Segundo o El País, durante uma sessão de controlo ao Governo no Congresso, Sánchez afirmou que “haverá eleições em 2027” e defendeu que “ao Governo se chega com votos, não com atalhos”. O chefe do executivo expressou ainda apoio a Zapatero, sublinhando “toda a colaboração com a justiça".
"Total colaboração com a justiça, total respeito pela presunção de inocência e todo o meu apoio ao presidente Zapatero", sublinhou Sánchez.
Feijóo centrou a sua intervenção na imputação de Zapatero, a quem chamou o “farol moral” de Sánchez, questionando a influência do antigo líder socialista no atual Governo e acusando o primeiro-ministro de liderar um executivo “corrupto”.
O líder da oposição prosseguiu com críticas, referindo casos anteriores envolvendo membros do Governo e acusando o executivo de incoerência política.
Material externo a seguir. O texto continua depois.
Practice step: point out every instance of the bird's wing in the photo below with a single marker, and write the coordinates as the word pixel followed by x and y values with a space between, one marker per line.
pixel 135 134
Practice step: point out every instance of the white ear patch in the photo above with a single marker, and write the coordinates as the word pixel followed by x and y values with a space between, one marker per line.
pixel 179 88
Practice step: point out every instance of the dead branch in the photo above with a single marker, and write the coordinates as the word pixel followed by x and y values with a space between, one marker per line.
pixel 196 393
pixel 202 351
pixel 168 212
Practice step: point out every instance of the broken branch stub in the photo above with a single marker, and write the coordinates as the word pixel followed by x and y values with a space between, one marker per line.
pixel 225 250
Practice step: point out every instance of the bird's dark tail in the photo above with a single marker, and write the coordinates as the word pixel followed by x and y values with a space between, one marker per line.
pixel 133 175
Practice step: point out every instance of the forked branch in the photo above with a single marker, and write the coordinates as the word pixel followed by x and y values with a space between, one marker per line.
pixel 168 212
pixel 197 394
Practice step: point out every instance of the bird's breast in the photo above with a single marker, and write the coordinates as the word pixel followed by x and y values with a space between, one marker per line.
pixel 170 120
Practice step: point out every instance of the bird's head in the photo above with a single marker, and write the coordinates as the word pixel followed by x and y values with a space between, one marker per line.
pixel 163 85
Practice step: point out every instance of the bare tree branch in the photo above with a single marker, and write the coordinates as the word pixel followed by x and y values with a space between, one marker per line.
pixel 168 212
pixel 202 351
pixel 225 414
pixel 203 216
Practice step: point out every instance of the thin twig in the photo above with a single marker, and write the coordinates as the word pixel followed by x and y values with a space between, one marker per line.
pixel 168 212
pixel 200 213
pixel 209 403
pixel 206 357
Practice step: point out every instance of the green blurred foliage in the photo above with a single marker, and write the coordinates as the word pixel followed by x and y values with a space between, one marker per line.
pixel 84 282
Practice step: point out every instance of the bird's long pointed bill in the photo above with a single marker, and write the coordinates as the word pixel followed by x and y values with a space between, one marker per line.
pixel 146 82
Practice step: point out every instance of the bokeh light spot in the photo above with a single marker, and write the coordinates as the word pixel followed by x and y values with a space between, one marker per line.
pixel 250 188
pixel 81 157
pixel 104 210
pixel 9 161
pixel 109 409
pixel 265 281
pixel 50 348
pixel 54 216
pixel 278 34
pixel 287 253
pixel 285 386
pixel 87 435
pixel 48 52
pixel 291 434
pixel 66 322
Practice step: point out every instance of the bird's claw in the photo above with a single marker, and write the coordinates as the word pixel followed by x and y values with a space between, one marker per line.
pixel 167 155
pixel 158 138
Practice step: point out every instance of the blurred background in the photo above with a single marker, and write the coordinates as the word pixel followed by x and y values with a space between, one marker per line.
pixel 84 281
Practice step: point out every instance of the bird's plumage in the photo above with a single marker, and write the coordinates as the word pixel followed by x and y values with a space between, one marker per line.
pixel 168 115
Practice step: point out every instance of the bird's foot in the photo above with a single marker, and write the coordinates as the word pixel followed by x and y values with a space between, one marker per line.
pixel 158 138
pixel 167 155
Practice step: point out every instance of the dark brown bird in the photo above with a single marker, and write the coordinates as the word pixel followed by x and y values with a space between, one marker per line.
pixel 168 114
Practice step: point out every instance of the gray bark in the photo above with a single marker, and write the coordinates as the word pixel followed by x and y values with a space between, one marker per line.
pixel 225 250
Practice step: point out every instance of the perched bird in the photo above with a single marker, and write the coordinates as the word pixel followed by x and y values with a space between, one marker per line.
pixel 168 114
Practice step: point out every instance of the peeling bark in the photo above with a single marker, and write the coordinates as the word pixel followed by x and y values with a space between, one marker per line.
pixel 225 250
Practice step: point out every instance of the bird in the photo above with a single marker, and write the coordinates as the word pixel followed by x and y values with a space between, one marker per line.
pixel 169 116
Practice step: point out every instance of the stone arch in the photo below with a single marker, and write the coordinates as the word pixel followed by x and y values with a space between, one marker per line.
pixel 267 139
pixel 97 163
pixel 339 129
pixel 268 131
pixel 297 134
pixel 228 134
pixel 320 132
Feijóo considerou ainda que Sánchez deveria agir perante as acusações conhecidas e concluiu a sua intervenção afirmando que Espanha “está governada por corruptos” e prometendo trabalhar para “mudar tudo isto”.
Em resposta, o presidente do Governo rejeitou as acusações e defendeu os resultados do seu executivo, apontando o crescimento económico, a criação de emprego e os avanços sociais registados ao longo dos anos de governação.